A few things I remember about quantum mechanics

A post on the ASP.NET forums recently went a little crazy by shifting from a perfectly normal question on how to get the response object from a class that doesn't derive  from Page or Control (to which the answer is to use HttpContext.Current.Response) to quantum mechanics and the multiverse theories.
I happen to know a few things on quantum mechanics, dating back from my PhD, so I can shed some light on these subjects (or make them even more obscure, we'll see).
Here are a few things that have been said in this thread and a few comments:
"Light will act like a wave until observed, at which time it collapses to a point."
It would be more precise to say a photon, or quantum of light, that is, the minimum quantity of light you can get.
"wherever an elemental "decision" is made (whether the light went through the top or bottom hole of the twin-hole experiment; or whether Schrodinger's cat is alive or dead), the universe splits to accommodate both decisions."
That was the original idea of the multiverse, but we'll see that there may be a much better and simple explanation.
"Another "solution" to the riddle proposed by Schrodinger's cat is the idea that light travels backwards in time, just as it travels forward."
For that to solve any problem, all particles would have to be able to travel back in time: light is not the only way to transmit information. As a matter of facts, virtual particles are able to travel faster than light, but there's no way to observe these directly, so they can't convey any information. As far as we know, no faster than light phenomenon can transport any information. Another way to say that is that no signal can travel faster than light.
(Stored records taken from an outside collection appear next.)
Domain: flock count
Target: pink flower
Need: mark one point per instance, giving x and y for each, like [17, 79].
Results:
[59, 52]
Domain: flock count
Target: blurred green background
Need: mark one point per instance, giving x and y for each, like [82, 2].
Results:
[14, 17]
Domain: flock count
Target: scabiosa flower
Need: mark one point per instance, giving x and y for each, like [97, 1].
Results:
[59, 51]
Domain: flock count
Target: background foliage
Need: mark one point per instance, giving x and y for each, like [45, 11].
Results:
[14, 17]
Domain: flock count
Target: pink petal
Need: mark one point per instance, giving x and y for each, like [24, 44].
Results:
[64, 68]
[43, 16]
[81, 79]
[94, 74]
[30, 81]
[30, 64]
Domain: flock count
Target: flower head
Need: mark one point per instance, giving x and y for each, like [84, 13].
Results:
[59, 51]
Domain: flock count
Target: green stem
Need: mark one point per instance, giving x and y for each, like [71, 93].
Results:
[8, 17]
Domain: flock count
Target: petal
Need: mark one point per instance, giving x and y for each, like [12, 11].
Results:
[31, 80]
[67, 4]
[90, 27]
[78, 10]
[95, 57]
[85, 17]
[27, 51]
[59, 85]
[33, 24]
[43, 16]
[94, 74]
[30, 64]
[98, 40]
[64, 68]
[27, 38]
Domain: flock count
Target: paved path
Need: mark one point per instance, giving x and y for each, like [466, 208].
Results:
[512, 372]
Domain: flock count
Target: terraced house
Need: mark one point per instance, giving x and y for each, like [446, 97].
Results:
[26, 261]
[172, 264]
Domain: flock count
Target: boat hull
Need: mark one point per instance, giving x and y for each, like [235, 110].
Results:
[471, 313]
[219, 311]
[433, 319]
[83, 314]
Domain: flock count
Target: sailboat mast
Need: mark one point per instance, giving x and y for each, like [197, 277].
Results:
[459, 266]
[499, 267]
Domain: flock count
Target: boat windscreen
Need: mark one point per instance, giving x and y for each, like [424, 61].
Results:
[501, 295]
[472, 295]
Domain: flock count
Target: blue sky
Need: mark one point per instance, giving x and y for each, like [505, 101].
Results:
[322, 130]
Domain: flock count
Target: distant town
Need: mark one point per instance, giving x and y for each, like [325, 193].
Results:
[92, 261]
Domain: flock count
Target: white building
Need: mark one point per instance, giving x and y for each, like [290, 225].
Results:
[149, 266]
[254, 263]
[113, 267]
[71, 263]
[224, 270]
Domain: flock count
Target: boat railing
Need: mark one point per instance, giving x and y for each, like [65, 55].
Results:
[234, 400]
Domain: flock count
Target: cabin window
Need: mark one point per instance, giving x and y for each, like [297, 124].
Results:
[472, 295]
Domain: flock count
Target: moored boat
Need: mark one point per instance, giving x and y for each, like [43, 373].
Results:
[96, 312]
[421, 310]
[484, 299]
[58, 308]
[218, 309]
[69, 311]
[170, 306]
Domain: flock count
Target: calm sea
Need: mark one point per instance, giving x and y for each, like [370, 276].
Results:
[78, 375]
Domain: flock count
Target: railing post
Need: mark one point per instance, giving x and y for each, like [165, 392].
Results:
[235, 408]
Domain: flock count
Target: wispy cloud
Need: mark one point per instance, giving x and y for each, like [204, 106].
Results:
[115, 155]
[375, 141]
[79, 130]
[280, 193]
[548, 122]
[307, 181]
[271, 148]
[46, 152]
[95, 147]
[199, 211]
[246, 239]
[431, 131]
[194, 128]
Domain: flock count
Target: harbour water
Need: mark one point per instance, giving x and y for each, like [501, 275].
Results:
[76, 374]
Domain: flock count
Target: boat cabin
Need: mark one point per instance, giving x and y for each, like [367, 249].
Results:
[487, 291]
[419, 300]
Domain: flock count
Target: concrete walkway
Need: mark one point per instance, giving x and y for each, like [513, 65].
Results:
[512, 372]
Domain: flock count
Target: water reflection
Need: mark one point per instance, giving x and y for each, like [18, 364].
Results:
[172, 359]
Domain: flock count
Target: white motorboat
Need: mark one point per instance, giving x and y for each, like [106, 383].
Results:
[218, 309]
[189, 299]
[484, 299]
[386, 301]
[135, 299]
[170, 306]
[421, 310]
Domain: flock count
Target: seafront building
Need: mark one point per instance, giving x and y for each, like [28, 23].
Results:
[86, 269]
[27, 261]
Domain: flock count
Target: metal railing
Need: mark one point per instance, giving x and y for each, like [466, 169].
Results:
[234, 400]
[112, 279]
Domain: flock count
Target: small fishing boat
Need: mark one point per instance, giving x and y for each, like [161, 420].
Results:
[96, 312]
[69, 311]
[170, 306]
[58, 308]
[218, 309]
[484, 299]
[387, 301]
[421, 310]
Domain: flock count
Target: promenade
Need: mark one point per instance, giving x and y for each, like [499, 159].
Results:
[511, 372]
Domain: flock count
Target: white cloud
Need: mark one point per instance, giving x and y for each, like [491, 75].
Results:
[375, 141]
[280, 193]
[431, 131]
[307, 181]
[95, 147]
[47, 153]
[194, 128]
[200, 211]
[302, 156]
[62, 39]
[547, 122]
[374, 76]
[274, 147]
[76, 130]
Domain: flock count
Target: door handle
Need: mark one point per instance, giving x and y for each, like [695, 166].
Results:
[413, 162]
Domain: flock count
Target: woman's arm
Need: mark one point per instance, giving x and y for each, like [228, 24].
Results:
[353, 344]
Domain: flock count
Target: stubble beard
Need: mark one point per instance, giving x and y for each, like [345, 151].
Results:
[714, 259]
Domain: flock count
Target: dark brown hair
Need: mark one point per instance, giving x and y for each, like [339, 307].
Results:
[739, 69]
If it travels faster than light, it's not a signal. One example uses a pulsar as a beacon: the pulsar sends a jet of particles in some direction which rotates with the pulsar (like a beacon). Imagine now some enormous projection screen (interstellar gas clouds play this role very well) that is able to emit some light when the particle jet hits it. If the screen is far enough from the pulsar, the spot of light it projects on the screen can move well above the speed of light (its speed is the angular rotation speed of the pulsar times the distance from it to the screen). The explanation is that the spot of light you see at one point in time was not created by the same particles as a little later. In other words, what you see is not an object moving, what you see is a succession of different objects that give the illusion of movement (the real movement is perpendicular to the screen, whereas the one you think you see is parallel to it). A similar phenomenon gives the illusion that a particle can quantum-tunnel through a barrier faster than light. It's a little trickier to explain but in this case too, no faster than light signal can be transmitted.
"I know that the multiverse theory has moved on from that, and rather than splitting universes there are now bubbling multiverses and virtual multiverses"
True, now it's a completely different theory, based on string theory. It states that there is only one universe (which is the definition of the universe after all) that has different, causally disconnected regions in which the laws of physics are different. These new "bubbles" can appear when a region of an existing bubble tunnels into a state with a lower vacuum energy, which results in the rapid expansion of this bubble as the extra energy is transformed into space, so fast that it disconnects it from the bubble that formed it. There's an excellent article about that in the September issue of Scientific American.
"I mean Schrodinger was trying to explain the role of the observer in deciding the quantum state of a particle. In his experiment he assumed that the only observer was the experimenter that opened the box - until the box was opened the particle was 'in' a state of quantum uncertainty. But, what I always say when someone mentions the experiment - what about the cat???!!! Surely, it knows whether it is alive or dead!"
Absolutely, this is what makes Schrödinger's cat thought experience completely bogus as it's usually told: the cat is an observer and is classic enough to collapse the particle's state. It's never half-dead, half alive.
But there are real Schrödinger's cats that actually fulfill exactly the original prediction. The difference is that they are not cats, but rather small lumps of matter. Scientists are now able to make these lumps bigger and bigger, but it will always be impossible to do the experiment with an actual cat.
What happens when you measure a quantum phenomenon has been fascinating since it was discovered, more than any other aspect of quantum physics. The reason is clearly that it is the only case in modern physics where pure chance seems to have a role: it looks undeterministic. Of course, this has been hastily interpreted by many as the finger of God, or as what enables us to have free will. I'll get back to that as soon as I've exposed a more modern theory of quantum measurement that seems to give very good results while making it all deterministic again. I can't find the references of papers about this so I'll rely on my memory here. If someone reads this and knows where to find the relevant papers, please drop me a note.
The idea is that a measurement device is a quantum system (like everything) that has many degrees of freedom and that a measurement is actually a complex interaction with such an object. What happens is that this interaction results in the quantum object to collapse into a classical state. This theory is able to predict the time that it takes the object to collapse, and how complex an object has to be to cause the collapse. Experimental data seems to confirm this theory (I think the experiments were done at the Ecole Normale Supérieure de Paris).
So according to this theory, there is nothing strange or random in a measurement, it's just one quantum interaction like everything. In a way, the chaos of the state of the device replaces chance. And everything is deterministic again.
Including the human brain.
So where does that leave our freedom of choice? Well, we would have none, obviously, if we are made of quantum particles like the rest of the universe. But that's not a problem, the illusion of it is enough.